Prenons les douze mois de l’année et regardons les raisons de ne pas aller chez l’orthophoniste :
  • Janvier : fin des vacances de Noël, épidémies, routes enneigées
  • Février : vacances, épidémies, routes enneigées
  • Mars : fin des vacances de la dernière zone
  • Avril : vacances
  • Mai : fin des vacances de la dernière zone, ponts
  • Juin : sorties scolaires
  • Juillet : vacances
  • Août : vacances
  • Septembre : temps de réorganisation de l’emploi du temps, entre le foot et l’équitation
  • Octobre : vacances
  • Novembre : fin des vacances, pont du 11, début des épidémies
  • Décembre : épidémies, vacances.

Et pendant tout ce temps, il y a les SMS de type « Timéo ne viendra pas parce qu’il a un rendez-vous » (le nôtre n’en est pas un).

 
Mars reste donc le seul mois où on voit le nombre de patients qu’on a prévu, sauf quand on est dans la dernière zone des vacances d’hiver.
 
Au final, nous travaillons beaucoup moins que ce que nous pensons.
 
Les semaines où tout le monde vient sont celles qui nous marquent parce qu’on y accumule la fatigue.
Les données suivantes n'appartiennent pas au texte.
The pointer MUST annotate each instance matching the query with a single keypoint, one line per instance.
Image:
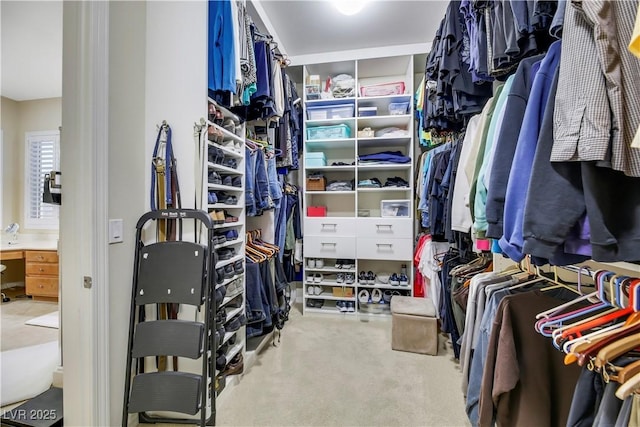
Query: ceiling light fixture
(349, 7)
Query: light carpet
(27, 371)
(51, 320)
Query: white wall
(127, 171)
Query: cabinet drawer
(42, 286)
(41, 256)
(328, 226)
(330, 247)
(385, 228)
(41, 269)
(389, 249)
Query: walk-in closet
(326, 213)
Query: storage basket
(384, 89)
(316, 183)
(329, 132)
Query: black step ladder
(172, 272)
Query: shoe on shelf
(403, 279)
(394, 280)
(362, 278)
(371, 277)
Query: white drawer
(329, 247)
(389, 249)
(327, 226)
(391, 228)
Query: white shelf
(219, 187)
(330, 283)
(329, 297)
(377, 122)
(384, 167)
(225, 169)
(227, 281)
(384, 141)
(332, 309)
(233, 313)
(226, 133)
(384, 189)
(330, 143)
(229, 225)
(238, 241)
(226, 262)
(330, 192)
(224, 206)
(381, 286)
(229, 152)
(329, 168)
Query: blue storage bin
(337, 111)
(329, 132)
(398, 108)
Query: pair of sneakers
(347, 278)
(399, 279)
(314, 290)
(346, 306)
(315, 263)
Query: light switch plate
(115, 231)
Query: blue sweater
(512, 241)
(221, 49)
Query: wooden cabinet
(41, 274)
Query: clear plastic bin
(398, 108)
(322, 112)
(329, 132)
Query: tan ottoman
(414, 326)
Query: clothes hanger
(630, 386)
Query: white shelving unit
(236, 210)
(353, 227)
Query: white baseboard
(12, 285)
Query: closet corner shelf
(226, 133)
(385, 166)
(329, 297)
(224, 206)
(330, 192)
(229, 243)
(330, 143)
(229, 225)
(331, 168)
(384, 141)
(227, 151)
(382, 286)
(384, 189)
(223, 187)
(328, 310)
(223, 169)
(226, 262)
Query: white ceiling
(306, 27)
(31, 57)
(31, 35)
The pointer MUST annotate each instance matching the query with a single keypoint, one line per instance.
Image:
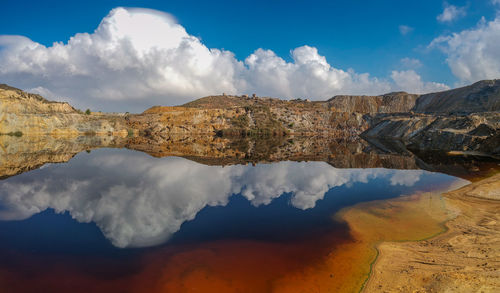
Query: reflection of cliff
(21, 154)
(138, 200)
(464, 119)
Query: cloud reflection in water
(140, 201)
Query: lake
(118, 220)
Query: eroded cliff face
(398, 102)
(31, 114)
(464, 119)
(482, 96)
(478, 132)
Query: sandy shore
(465, 258)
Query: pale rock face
(33, 115)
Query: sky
(130, 55)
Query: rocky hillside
(463, 119)
(482, 96)
(23, 113)
(398, 102)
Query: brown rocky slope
(464, 119)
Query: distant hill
(482, 96)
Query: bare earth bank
(466, 258)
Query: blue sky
(366, 36)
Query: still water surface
(117, 220)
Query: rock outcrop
(463, 119)
(30, 114)
(482, 96)
(397, 102)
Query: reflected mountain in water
(22, 154)
(139, 200)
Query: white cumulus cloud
(451, 13)
(404, 29)
(410, 81)
(140, 57)
(473, 54)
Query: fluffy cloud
(137, 200)
(473, 54)
(451, 13)
(139, 57)
(404, 29)
(411, 62)
(412, 82)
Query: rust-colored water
(335, 262)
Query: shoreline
(462, 258)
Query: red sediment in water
(220, 266)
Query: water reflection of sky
(140, 201)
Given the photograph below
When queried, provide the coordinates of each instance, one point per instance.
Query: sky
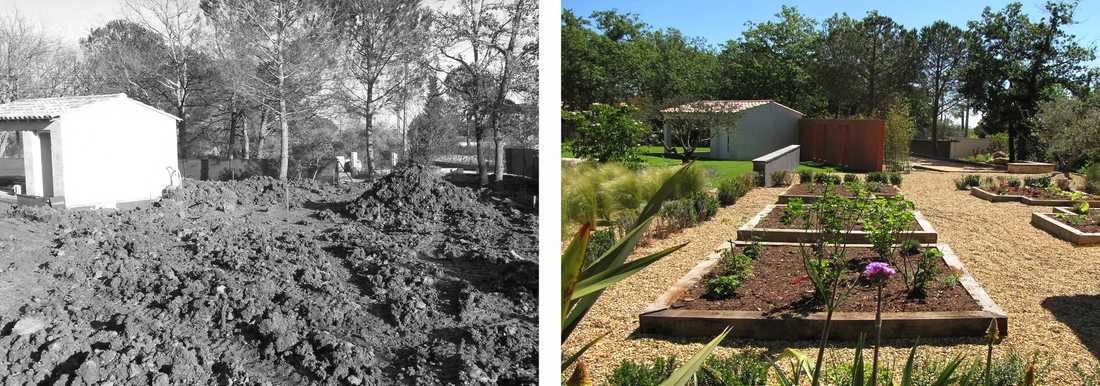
(721, 20)
(67, 20)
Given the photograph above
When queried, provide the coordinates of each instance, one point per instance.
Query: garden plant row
(1074, 217)
(799, 271)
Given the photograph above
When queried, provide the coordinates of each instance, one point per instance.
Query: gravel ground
(1049, 288)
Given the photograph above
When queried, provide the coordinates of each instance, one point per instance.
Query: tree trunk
(482, 171)
(498, 174)
(244, 135)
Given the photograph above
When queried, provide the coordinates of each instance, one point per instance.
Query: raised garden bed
(810, 193)
(777, 304)
(1085, 233)
(1027, 196)
(767, 227)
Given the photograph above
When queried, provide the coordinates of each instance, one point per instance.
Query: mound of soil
(182, 293)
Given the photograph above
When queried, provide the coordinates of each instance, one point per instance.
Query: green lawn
(655, 156)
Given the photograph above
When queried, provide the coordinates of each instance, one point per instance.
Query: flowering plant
(878, 272)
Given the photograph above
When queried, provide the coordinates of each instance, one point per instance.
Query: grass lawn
(655, 156)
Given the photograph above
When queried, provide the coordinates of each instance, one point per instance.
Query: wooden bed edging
(784, 197)
(988, 196)
(750, 232)
(660, 319)
(1060, 230)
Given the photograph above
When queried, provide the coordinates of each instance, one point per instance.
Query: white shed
(761, 127)
(94, 151)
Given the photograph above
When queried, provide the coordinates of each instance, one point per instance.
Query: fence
(223, 169)
(854, 144)
(785, 158)
(950, 149)
(521, 162)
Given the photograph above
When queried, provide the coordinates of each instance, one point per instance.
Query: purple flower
(879, 272)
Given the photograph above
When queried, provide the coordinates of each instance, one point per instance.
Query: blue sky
(719, 21)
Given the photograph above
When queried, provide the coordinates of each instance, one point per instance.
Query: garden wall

Elles nous confortent souvent dans l’impression de ne pas pouvoir en faire plus.

Comment améliorer les choses ?

Quelques pistes :
  • Se fixer des objectifs annuels, pas hebdomadaires. Tenir un tableau Excel pour ça, puis comparer les années.
  • Mettre des séries de séances courtes et intenses sur les vacances scolaires.
  • Insécuriser les patients propriétaires de créneau horaire, qui disent à la fin juin « on se revoir à la rentrée », en leur disant qu’on verra ce qu’on pourra faire d’ici là parce que c’est tellement loin…
  • Ajouter dix ou quinze créneaux : quand je voyais 85 patients par semaine (hors vacances scolaires), j’en prévoyais 95.
  • 2 lapins = rééducation terminée
  • Plus difficile mais certains le font : moins de 7 rendez-vous effectués sur 10, même décommandés à l’avance = rééducation terminée.
  • Ne pas avoir de rééducations longues pour éviter l’essoufflement (bien compréhensible) de certaines familles. Privilégier des objectifs atteignables en quelques mois et arrêter systématiquement, quitte à revoir le patient plus tard.

Mais avant de suivre ces pistes, un constat lucide s’impose. Regardez donc votre RIA et divisez le nombre d’actes par le nombre de semaines ouvrées. Tout part de là.